Fast hätten die Delegierten der griechischen Oppositionspartei Syriza (Koalition der radikalen Linken) ihren Parteivorsitzenden Stefanos Kasselakis gestürzt, den sie erst vor fünf Monaten ins Amt gehoben hatten. Beschlossen war am Wochenende bereits, die rund 170.000 Parteimitglieder am 10. März erneut für eine Wahl des Vorsitzenden an die Urnen zu bitten. Da besann sich die Mehrheit der in der »Faliro Sports Pavilion Arena« bei Athen versammelten Delegierten und erinnerte sich daran, dass der Parteitag eigentlich einberufen worden war, um das Programm des Syriza-Chefs zu diskutieren – und nicht, um ihn abzuwählen. Der geplante Wahlgang wurde wieder abgesagt, Kasselakis bleibt erst mal Vorsitzender. Die EU-Wahl Anfang Juni, so schätzten es am Sonntag sogar die Treuesten ein, wird wohl ein Desaster.

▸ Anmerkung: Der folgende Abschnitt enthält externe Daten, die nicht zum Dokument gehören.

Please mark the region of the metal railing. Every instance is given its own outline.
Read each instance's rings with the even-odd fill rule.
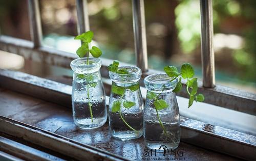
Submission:
[[[41,46],[41,26],[38,1],[28,0],[31,36],[29,41],[5,36],[0,37],[0,49],[17,53],[26,59],[51,65],[70,67],[75,58],[73,53]],[[213,51],[212,9],[211,0],[200,0],[201,19],[201,53],[203,82],[199,81],[199,92],[205,96],[206,102],[256,115],[256,95],[237,89],[215,85]],[[77,0],[78,33],[89,30],[87,0]],[[132,0],[133,27],[137,65],[143,72],[143,76],[160,71],[148,69],[145,14],[143,0]],[[106,66],[111,61],[102,60],[102,75],[108,77]],[[178,95],[187,97],[182,91]]]
[[[144,0],[132,0],[133,31],[136,64],[142,72],[148,70],[147,52]],[[90,30],[87,1],[77,0],[78,33]],[[42,38],[41,20],[38,0],[28,0],[32,41],[34,47],[40,46]],[[203,86],[215,85],[214,52],[213,50],[212,7],[211,0],[200,0],[201,19],[201,53]]]

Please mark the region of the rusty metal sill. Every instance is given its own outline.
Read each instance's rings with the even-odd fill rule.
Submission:
[[[0,126],[2,127],[0,132],[6,135],[21,138],[63,155],[68,154],[76,159],[127,160],[107,151],[2,116],[0,116]],[[10,146],[9,144],[8,145]],[[10,148],[7,150],[10,150]],[[31,154],[31,151],[27,153]],[[37,155],[37,157],[41,156]]]
[[[33,43],[31,41],[0,35],[0,49],[19,55],[26,59],[70,68],[70,62],[77,58],[77,56],[72,53],[46,47],[33,48]],[[108,77],[106,67],[113,60],[104,58],[101,59],[102,62],[101,73],[103,77]],[[128,65],[123,63],[121,64]],[[161,72],[150,69],[143,73],[141,81],[149,74]],[[141,83],[141,86],[144,86],[142,82]],[[254,108],[256,106],[256,94],[218,85],[213,88],[204,88],[201,81],[198,82],[198,87],[199,92],[205,95],[206,103],[256,116],[256,108]],[[184,88],[178,93],[178,95],[188,97]],[[229,101],[227,101],[227,100]]]
[[[3,69],[0,69],[0,85],[5,88],[71,107],[70,86]],[[109,98],[107,96],[107,102]],[[256,137],[187,118],[181,119],[182,141],[242,158],[255,157]]]

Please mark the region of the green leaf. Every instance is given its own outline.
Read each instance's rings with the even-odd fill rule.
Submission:
[[[82,33],[75,37],[76,40],[81,40],[84,43],[89,43],[92,41],[93,37],[93,32],[91,31]]]
[[[94,58],[99,58],[102,54],[101,50],[97,47],[93,46],[91,49],[90,52]]]
[[[176,87],[173,90],[174,92],[178,92],[182,89],[182,84],[181,84],[181,77],[180,78],[180,80],[178,82]]]
[[[109,71],[112,72],[115,72],[118,69],[118,66],[119,65],[119,62],[118,61],[114,61],[112,64],[110,64],[108,67]]]
[[[129,72],[125,69],[118,69],[116,71],[116,73],[118,74],[128,74],[129,73]]]
[[[147,91],[147,93],[146,93],[146,97],[148,98],[149,99],[155,99],[157,97],[157,95],[153,92],[151,92],[150,91]]]
[[[130,109],[133,106],[135,105],[135,102],[128,101],[124,101],[123,102],[123,106],[126,109]]]
[[[193,83],[196,81],[197,81],[197,78],[194,78],[191,79],[188,79],[186,84],[189,87],[192,87],[192,85],[193,85]]]
[[[193,82],[193,84],[192,85],[191,88],[192,88],[192,90],[191,90],[190,94],[194,95],[196,94],[197,94],[197,89],[198,89],[197,81],[194,81]]]
[[[204,100],[204,96],[202,94],[199,94],[196,96],[196,100],[198,102],[203,102]]]
[[[194,95],[190,95],[189,96],[189,100],[188,101],[188,107],[189,108],[192,104],[193,104],[193,101],[195,100],[195,97]]]
[[[179,75],[177,68],[173,66],[166,66],[163,68],[163,70],[169,77],[177,76]]]
[[[88,43],[84,43],[82,44],[82,46],[78,48],[76,50],[76,54],[81,58],[84,57],[84,56],[88,52],[89,50],[89,46]]]
[[[184,79],[191,78],[195,74],[193,67],[189,63],[184,63],[181,66],[181,76]]]
[[[86,82],[88,83],[92,83],[94,80],[94,77],[92,74],[85,74],[84,78],[86,79]]]
[[[121,101],[120,100],[115,101],[113,103],[111,111],[113,113],[116,113],[120,111],[121,109]]]
[[[115,83],[113,83],[111,86],[111,92],[113,93],[122,96],[125,92],[125,88],[117,86]]]
[[[163,99],[157,99],[154,102],[156,109],[161,110],[168,107],[166,102]]]
[[[136,91],[140,88],[140,85],[139,84],[127,87],[133,92]]]

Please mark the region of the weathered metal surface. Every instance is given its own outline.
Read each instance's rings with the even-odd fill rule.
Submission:
[[[71,86],[20,72],[3,69],[0,69],[0,72],[1,86],[63,106],[72,106]]]
[[[18,72],[16,71],[11,72],[14,73]],[[0,73],[1,73],[2,72],[0,72]],[[27,74],[24,74],[29,75]],[[0,75],[1,75],[2,76],[0,76],[0,80],[2,79],[1,77],[3,77],[3,74],[0,74]],[[31,75],[31,76],[33,77],[33,76],[32,75]],[[48,86],[48,85],[49,84],[47,83],[47,82],[52,81],[38,77],[36,77],[36,78],[37,79],[38,82],[44,82],[44,84],[46,84],[46,85],[45,87],[45,90],[49,90],[48,94],[49,96],[52,96],[50,97],[50,98],[55,97],[56,95],[58,95],[58,94],[55,93],[55,91],[57,92],[58,90],[57,88],[58,87],[63,87],[62,86],[69,86],[63,84],[60,86]],[[10,82],[8,79],[6,79],[6,81]],[[19,81],[22,82],[22,79],[20,79]],[[27,82],[28,80],[25,80],[24,81]],[[0,83],[2,82],[0,81]],[[44,84],[42,84],[42,85]],[[37,86],[37,85],[29,85],[27,84],[23,85],[25,88],[26,85],[32,86]],[[44,85],[42,85],[42,86],[44,86]],[[10,86],[6,86],[5,88],[12,89],[12,87],[10,87]],[[63,87],[61,88],[63,88]],[[16,89],[16,91],[18,91],[18,88]],[[53,89],[55,90],[54,92],[53,92],[52,93],[51,93],[51,91],[53,91]],[[62,91],[62,90],[60,89],[60,90]],[[19,92],[23,92],[22,91]],[[25,93],[27,93],[27,92],[29,93],[29,91],[27,91]],[[62,92],[60,93],[61,92]],[[63,98],[61,98],[60,97],[58,100],[59,102],[61,102],[62,100],[67,99],[68,99],[68,101],[71,102],[71,91],[70,91],[69,94],[67,94],[67,95],[69,94],[70,96],[68,98],[67,97],[63,97]],[[60,95],[60,96],[61,95]],[[109,98],[109,97],[106,97],[106,98]],[[47,100],[45,97],[44,97],[44,99]],[[51,99],[47,100],[52,101]],[[57,102],[54,102],[58,103]],[[52,122],[54,122],[54,121],[53,121]],[[207,144],[210,144],[211,146],[209,146],[209,148],[215,150],[220,151],[221,152],[227,153],[242,158],[252,158],[253,154],[251,152],[253,151],[253,150],[256,150],[256,137],[218,126],[214,126],[213,125],[211,126],[212,127],[214,127],[214,128],[215,130],[210,131],[208,128],[205,128],[205,125],[206,125],[206,124],[202,122],[188,118],[182,118],[181,124],[182,140],[184,139],[184,141],[188,143],[194,144],[198,146],[201,146],[204,148],[207,148],[208,147],[206,146]],[[56,125],[54,125],[54,126],[61,126],[60,128],[56,127],[56,128],[57,128],[56,130],[58,132],[63,130],[64,127],[62,126],[64,125],[63,124],[61,124],[59,126],[56,126]],[[69,127],[71,125],[69,124]],[[73,126],[74,126],[74,125],[73,125]],[[203,128],[202,128],[203,126]],[[44,129],[47,128],[48,127],[44,127]],[[62,133],[61,135],[64,134]],[[202,140],[203,140],[203,142]],[[212,144],[212,140],[215,141],[215,144]],[[232,146],[233,148],[229,148],[228,147],[230,146]],[[220,148],[220,147],[222,148]]]
[[[42,28],[38,0],[29,0],[28,8],[30,34],[34,47],[40,47],[42,40]]]
[[[32,47],[33,43],[30,41],[0,36],[0,49],[18,54],[26,59],[70,68],[70,62],[77,58],[74,53],[52,48],[40,47],[33,49]],[[102,62],[100,70],[101,74],[108,78],[109,75],[106,67],[112,63],[112,60],[104,58],[101,59]],[[122,64],[129,65],[125,63]],[[150,69],[142,75],[140,85],[144,86],[143,78],[146,76],[161,72],[162,72]],[[204,88],[201,81],[198,81],[198,86],[199,92],[205,96],[204,102],[256,115],[256,94],[220,85],[216,85],[214,88]],[[184,88],[177,95],[188,98]]]
[[[0,160],[23,161],[24,160],[0,151]]]
[[[65,160],[1,136],[0,150],[26,160]]]
[[[201,52],[203,86],[215,86],[215,68],[214,51],[214,25],[211,0],[200,0]]]
[[[9,92],[8,90],[6,91],[4,91],[5,93]],[[9,96],[13,97],[11,99],[21,99],[26,97],[30,98],[30,99],[35,99],[35,98],[30,96],[22,96],[14,93]],[[3,105],[5,105],[6,104]],[[103,150],[115,153],[132,160],[142,160],[142,159],[154,160],[154,159],[158,159],[158,158],[167,160],[238,160],[228,155],[202,149],[182,142],[180,143],[178,148],[176,150],[175,153],[172,152],[172,156],[170,156],[170,153],[168,153],[165,156],[164,156],[162,152],[158,152],[156,156],[155,156],[154,153],[152,156],[150,155],[144,156],[146,154],[144,149],[146,150],[148,149],[144,147],[142,138],[126,142],[114,139],[111,137],[110,133],[109,132],[108,124],[105,124],[103,126],[96,129],[81,130],[77,128],[74,125],[71,112],[69,111],[67,111],[66,112],[62,112],[62,110],[67,109],[66,108],[56,107],[55,106],[54,104],[49,105],[49,108],[46,109],[46,108],[47,107],[42,108],[42,111],[45,111],[45,113],[48,113],[49,112],[49,109],[50,109],[50,108],[58,109],[59,112],[55,112],[55,115],[52,115],[45,120],[38,122],[35,122],[32,125],[41,129],[47,128],[49,124],[55,124],[61,126],[61,127],[55,132],[56,133],[74,140],[81,144],[91,145]],[[30,117],[29,111],[29,109],[26,110],[28,113],[27,117],[22,118],[22,120],[19,120],[19,121],[27,123],[27,118]],[[4,114],[4,113],[3,114]],[[17,115],[18,115],[18,114]],[[29,122],[30,121],[29,121]]]
[[[0,131],[78,160],[125,160],[120,156],[59,135],[0,116]]]
[[[144,0],[133,0],[133,22],[137,66],[142,72],[148,69]]]

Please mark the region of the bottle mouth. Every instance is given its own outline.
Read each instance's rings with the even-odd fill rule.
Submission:
[[[172,91],[179,81],[178,78],[170,77],[165,74],[155,74],[147,76],[144,79],[146,88],[150,91]]]
[[[77,58],[70,63],[71,69],[76,73],[85,74],[98,71],[101,66],[100,59],[89,58],[87,64],[87,58]]]
[[[124,66],[119,67],[118,69],[125,69],[129,72],[127,74],[120,74],[109,72],[109,74],[110,78],[114,82],[118,82],[119,83],[132,83],[137,82],[140,79],[141,76],[141,70],[137,67],[133,66]]]

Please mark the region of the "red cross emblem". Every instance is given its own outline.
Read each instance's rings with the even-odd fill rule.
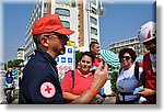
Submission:
[[[44,98],[52,98],[56,93],[56,88],[51,82],[44,82],[40,86],[40,94]]]

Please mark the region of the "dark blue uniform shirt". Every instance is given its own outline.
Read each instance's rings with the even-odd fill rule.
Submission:
[[[35,51],[23,70],[19,103],[63,103],[56,66],[49,54]]]

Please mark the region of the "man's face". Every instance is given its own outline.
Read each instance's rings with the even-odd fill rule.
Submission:
[[[92,52],[94,55],[99,55],[99,44],[95,44],[95,45],[91,48],[91,52]]]
[[[151,54],[156,54],[156,42],[155,40],[143,43],[147,51],[150,51]]]

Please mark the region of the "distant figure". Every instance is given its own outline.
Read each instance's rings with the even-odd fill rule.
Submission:
[[[94,55],[94,63],[92,65],[91,70],[95,70],[101,61],[103,61],[103,58],[99,57],[101,55],[101,47],[98,42],[91,42],[90,44],[90,52]]]
[[[132,48],[122,48],[119,51],[119,61],[121,68],[118,74],[116,88],[117,88],[117,102],[118,104],[134,104],[139,103],[139,97],[133,94],[137,88],[142,68],[136,63],[136,52]]]
[[[138,94],[147,100],[144,104],[156,104],[156,23],[149,21],[138,31],[139,41],[149,51],[143,56],[143,74],[141,83],[144,89]]]
[[[32,34],[37,49],[23,69],[19,103],[65,103],[55,58],[65,54],[69,41],[67,35],[73,33],[63,27],[57,14],[45,15],[34,23]],[[99,64],[90,89],[71,103],[90,103],[106,80],[107,65]]]

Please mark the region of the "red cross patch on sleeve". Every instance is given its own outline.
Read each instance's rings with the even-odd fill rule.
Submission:
[[[40,86],[40,94],[44,98],[52,98],[56,94],[56,88],[51,82],[44,82]]]

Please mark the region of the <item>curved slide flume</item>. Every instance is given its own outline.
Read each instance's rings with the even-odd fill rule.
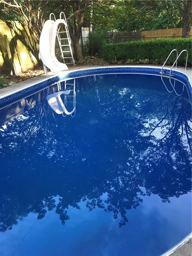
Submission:
[[[60,20],[60,23],[61,23]],[[65,25],[63,20],[62,23]],[[67,65],[60,62],[55,54],[55,44],[58,23],[48,20],[45,22],[39,39],[39,55],[43,63],[53,72],[68,69]]]

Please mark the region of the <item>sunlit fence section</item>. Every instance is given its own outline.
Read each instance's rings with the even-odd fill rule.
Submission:
[[[26,25],[0,20],[0,73],[14,74],[37,66],[38,45]]]

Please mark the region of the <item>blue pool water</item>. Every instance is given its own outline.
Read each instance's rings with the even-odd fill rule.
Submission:
[[[186,90],[144,75],[76,84],[73,118],[48,104],[56,86],[0,111],[0,255],[160,255],[191,232]]]

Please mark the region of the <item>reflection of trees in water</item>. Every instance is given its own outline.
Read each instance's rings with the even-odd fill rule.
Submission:
[[[30,212],[40,219],[55,208],[64,224],[69,206],[80,209],[81,200],[90,211],[120,215],[121,226],[141,196],[169,202],[190,190],[189,101],[147,89],[108,89],[107,78],[97,79],[99,98],[94,87],[78,87],[75,118],[57,115],[45,102],[1,129],[2,231]]]

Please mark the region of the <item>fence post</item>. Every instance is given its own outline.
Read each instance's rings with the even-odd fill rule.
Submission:
[[[14,63],[12,59],[12,56],[11,56],[11,50],[10,50],[10,48],[9,47],[9,43],[8,42],[8,40],[7,39],[7,36],[6,35],[4,35],[4,38],[5,38],[5,44],[6,45],[6,48],[7,48],[7,54],[8,54],[8,57],[9,60],[9,62],[11,65],[11,69],[12,70],[12,72],[13,72],[13,75],[15,75],[16,73],[16,69],[14,66]]]

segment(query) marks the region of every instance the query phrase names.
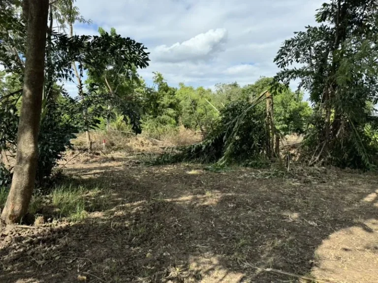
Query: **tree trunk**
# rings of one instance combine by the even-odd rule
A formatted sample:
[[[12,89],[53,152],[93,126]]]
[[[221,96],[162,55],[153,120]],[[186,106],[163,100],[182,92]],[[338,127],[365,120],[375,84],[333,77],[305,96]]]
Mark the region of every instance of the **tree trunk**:
[[[24,90],[12,185],[1,219],[20,221],[32,198],[38,161],[38,134],[43,89],[48,0],[28,1],[28,31]]]
[[[280,157],[280,136],[276,134],[276,156]]]

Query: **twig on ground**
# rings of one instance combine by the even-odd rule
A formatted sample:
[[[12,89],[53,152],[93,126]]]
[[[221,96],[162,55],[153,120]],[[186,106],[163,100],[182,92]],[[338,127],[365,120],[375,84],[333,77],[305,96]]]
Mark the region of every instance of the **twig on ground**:
[[[101,279],[99,277],[97,277],[95,275],[94,275],[94,274],[92,274],[90,273],[89,272],[87,272],[86,271],[79,271],[79,273],[84,273],[85,274],[88,274],[88,275],[90,275],[90,276],[93,276],[94,277],[95,277],[96,278],[98,279],[98,280],[100,281],[101,282],[105,282],[105,283],[109,283],[107,281],[105,281],[103,279]]]
[[[75,155],[75,156],[74,156],[73,157],[72,157],[72,158],[71,158],[71,159],[70,159],[69,160],[68,160],[68,161],[67,161],[67,162],[66,162],[66,163],[65,163],[65,164],[64,164],[64,165],[63,165],[63,166],[62,167],[61,167],[60,168],[59,168],[59,170],[58,170],[58,171],[57,171],[57,172],[60,172],[60,171],[62,171],[62,170],[63,169],[63,168],[64,168],[64,167],[65,167],[65,166],[66,166],[66,165],[67,165],[67,164],[68,164],[68,162],[70,162],[71,161],[72,161],[72,160],[73,160],[73,159],[74,159],[74,158],[76,158],[76,157],[78,157],[78,156],[79,156],[80,154],[82,154],[82,153],[83,153],[83,152],[85,152],[85,151],[87,151],[88,150],[88,148],[84,148],[84,149],[82,149],[82,150],[80,150],[80,151],[79,152],[79,153],[78,153],[77,154],[76,154],[76,155]]]
[[[36,226],[28,226],[27,225],[16,225],[15,227],[17,227],[17,228],[26,228],[27,229],[42,228],[42,227],[37,227]]]
[[[115,132],[117,133],[126,133],[126,134],[132,134],[132,135],[135,135],[135,133],[131,133],[131,132],[126,132],[125,131],[109,131],[109,132]],[[158,140],[157,140],[156,139],[154,139],[153,138],[150,138],[150,137],[147,137],[147,136],[143,136],[145,138],[147,138],[147,139],[150,139],[150,140],[152,140],[153,141],[155,141],[155,142],[161,142],[162,143],[164,143],[164,142],[161,142],[161,141],[159,141]]]
[[[323,281],[322,280],[318,280],[317,279],[315,279],[315,278],[310,278],[310,277],[301,276],[300,275],[294,274],[294,273],[286,272],[286,271],[283,271],[282,270],[279,270],[278,269],[274,269],[273,268],[260,268],[259,267],[257,267],[256,266],[253,266],[251,263],[249,263],[247,262],[244,262],[244,265],[245,266],[248,266],[249,267],[251,267],[252,268],[253,268],[254,269],[256,269],[257,270],[260,270],[261,271],[265,271],[266,272],[270,272],[272,273],[282,274],[283,275],[287,275],[288,276],[291,276],[292,277],[295,277],[295,278],[298,278],[298,279],[310,281],[311,282],[315,282],[315,283],[332,283],[330,281]]]

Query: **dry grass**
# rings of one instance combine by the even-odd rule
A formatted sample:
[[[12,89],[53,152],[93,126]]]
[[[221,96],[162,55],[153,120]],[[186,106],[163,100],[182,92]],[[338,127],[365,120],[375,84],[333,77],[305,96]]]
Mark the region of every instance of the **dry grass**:
[[[126,150],[135,152],[160,152],[167,146],[187,145],[197,142],[202,140],[200,133],[180,127],[162,135],[159,140],[149,137],[148,133],[135,136],[128,132],[117,131],[94,131],[91,132],[92,148],[94,150],[103,150],[103,141],[105,141],[105,149],[107,151]],[[72,141],[77,148],[86,146],[85,134],[81,133]]]
[[[47,200],[68,205],[66,219],[0,227],[0,282],[378,282],[373,174],[297,168],[283,178],[111,155],[65,169],[72,186]],[[83,200],[86,218],[69,219]]]

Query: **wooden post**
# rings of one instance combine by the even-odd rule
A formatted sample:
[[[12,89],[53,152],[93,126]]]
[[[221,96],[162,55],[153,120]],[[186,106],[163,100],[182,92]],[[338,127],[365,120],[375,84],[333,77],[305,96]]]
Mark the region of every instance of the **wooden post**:
[[[280,157],[280,136],[276,134],[276,156]]]
[[[266,99],[266,154],[268,157],[273,158],[274,155],[274,114],[273,96],[267,91],[265,94]]]

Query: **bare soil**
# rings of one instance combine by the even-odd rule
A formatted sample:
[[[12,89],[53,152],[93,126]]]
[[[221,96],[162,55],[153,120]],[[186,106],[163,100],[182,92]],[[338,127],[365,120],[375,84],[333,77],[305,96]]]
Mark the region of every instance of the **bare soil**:
[[[378,282],[374,174],[108,157],[64,170],[110,192],[85,220],[0,228],[0,282]]]

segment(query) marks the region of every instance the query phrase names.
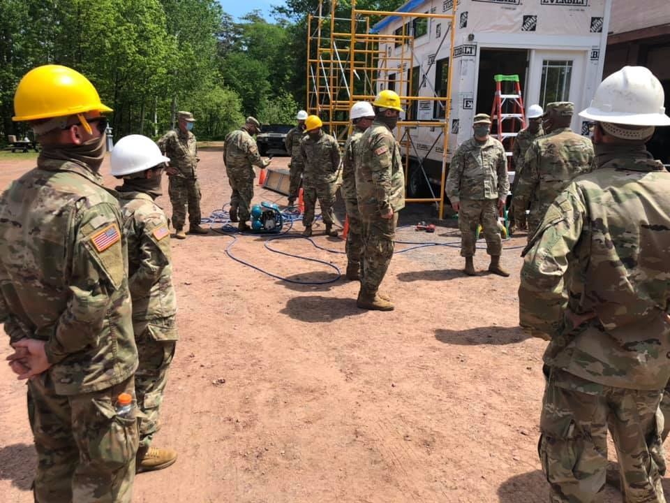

In den jüngsten Umfragen rutschte die Partei unter zehn Prozent. An der Spitze bleibt mit 28 bis 29 Prozent unangefochten die Nea Dimokratia des rechten Ministerpräsidenten Kyriakos Mitsotakis, gefolgt von den Sozialdemokraten der Pasok mit rund zwölf Prozent, die Syriza als wichtigste Oppositionsgruppe überholt haben. Dass der 35 Jahre junge Kasselakis, ein bis vergangenen September unbeschriebenes Blatt in der griechischen Politikszene – ehemaliger Goldman-Sachs-Bankier mit Wohnsitz in den USA, Verteidiger neoliberaler Wirtschaftstheorien und eine Art politisches Abziehbild des Regierungschefs Mitsotakis – es an die Spitze der Partei geschafft hatte, können sich die meisten Anhänger der Syriza bis heute nicht so recht erklären. Wenige Tage nach seiner Wahl spaltete sich ein Teil des linken Flügels ab und bemüht sich nun unter dem Namen Nea Aristera (Neue Linke) – bisher vergeblich – um Stimmen für den EU-Wahlgang. Das lag wohl auch am früheren Ministerpräsidenten Alexis Tsipras.

Seit seinem Rücktritt nach der schlimmen Niederlage gegen Mitsotakis bei den Parlamentswahlen im Juni 2023 hatte sich der langjährige Syriza-Anführer in Schweigen gehüllt und selbst das überraschende Votum für seinen Nachfolger Kasselakis nicht kommentiert. Die Partei versank, sozusagen kopflos, in einer verstörenden Auseinandersetzung um den zukünftigen Kurs, wie der politischen Rechten und deren Regierung beizukommen sei. Kasselakis’ Plan, den ebenfalls in den USA ausgebildeten, als dynamischer Wirtschaftspolitiker daherkommenden Mitsotakis einfach zu kopieren, mochten die meisten Anhänger der Syriza nach einer wenige Monate dauernden und offenbar am Freitag beendeten Schamfrist nicht mehr folgen. Es kam der Auftritt von Tsipras, der sich Kasselakis vornahm und dessen offensichtliche Unfähigkeit, die Partei zu beruhigen, ihr ein politisches Ziel zu vermitteln und sich als einiger linker Block nicht selbst, sondern den Gegner Mitsotakis zu bekämpfen.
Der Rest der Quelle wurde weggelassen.